Collaborative Research Centers (CRCs) are among the most sought-after grants for researchers at German universities – and that’s why spirits at the University of Bremen are now particularly high: the German Research Foundation (DFG) has decided to support a new CRC in the social sciences at the University of Bremen. The CRC 1342 titled “Global Development Dynamics of Social Policy” is scheduled to start on January 1, 2018. In the first four years it will be funded in an amount of around 11 million euros. But that's not all: The DFG also decided to extend the Transregional Collaborative Research Center (CRC / TRR) 136 “Function-Oriented Manufacturing Based on Characteristic Process Signatures”. CRC / TRR can now continue its successful work with another 9.5 million euros of funding up to 2021.
The President of the University is pleased: “A beacon on the research landscape”
The President of the University of Bremen, Professor Bernd Scholz-Reiter, is more than pleased about the two positive decisions and the acquisition of third-party funding in such high amounts. “For the University of Bremen, this double success is an emphatic confirmation of the DFG's trust in our outstanding research work and strength in cooperation. The funding not only anchors research in socially important fields of knowledge in Bremen, it also opens up good prospects for our early-career researchers. The decisions also illustrate that the University of Bremen acts like a ‘beacon’ on the research landscape.”
How does state social policy develop and change?
The new CRC 1342 deals with the worldwide developments and processes of change in state social policy. Each country handles its social policy differently, and developments in the area of social policy are taking place in very different forms and at different speeds. The DFG grant now gives Bremen researchers the opportunity to examine the respective changes and phenomena in more detail. They want to reach far beyond previous social policy research and act as a catalyst for new geographic, conceptual and analytical approaches. In total, the new CRC will involve more than 70 researchers from the fields of political science, sociology, health sciences, history, geography, computer science and law.
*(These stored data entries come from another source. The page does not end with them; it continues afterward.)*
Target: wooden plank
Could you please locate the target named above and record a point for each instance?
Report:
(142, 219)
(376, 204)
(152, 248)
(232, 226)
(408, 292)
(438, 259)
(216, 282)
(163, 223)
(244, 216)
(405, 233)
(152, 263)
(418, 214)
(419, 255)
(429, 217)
Production Engineering CRC “Process Signatures” enters the second funding phase
The transregional Collaborative Research Center “Function-Oriented Manufacturing Based on Characteristic Process Signatures”, which has already been carrying out successful research over the past four years, submitted a convincing application for continued funding and has now been rewarded with follow-up funding amounting to 9.5 million euros up to 2021. The concept behind so-called “process signatures” is now to be further developed in the direction of industrial application. Process signatures are a new approach in materials-oriented manufacturing, by means of which basic processes in the production of highly stressed components – such as gears for wind turbines – are concretized in a consistent representation. Among other things, the long-term goal is to use the research results to significantly improve the quality and service life of such components.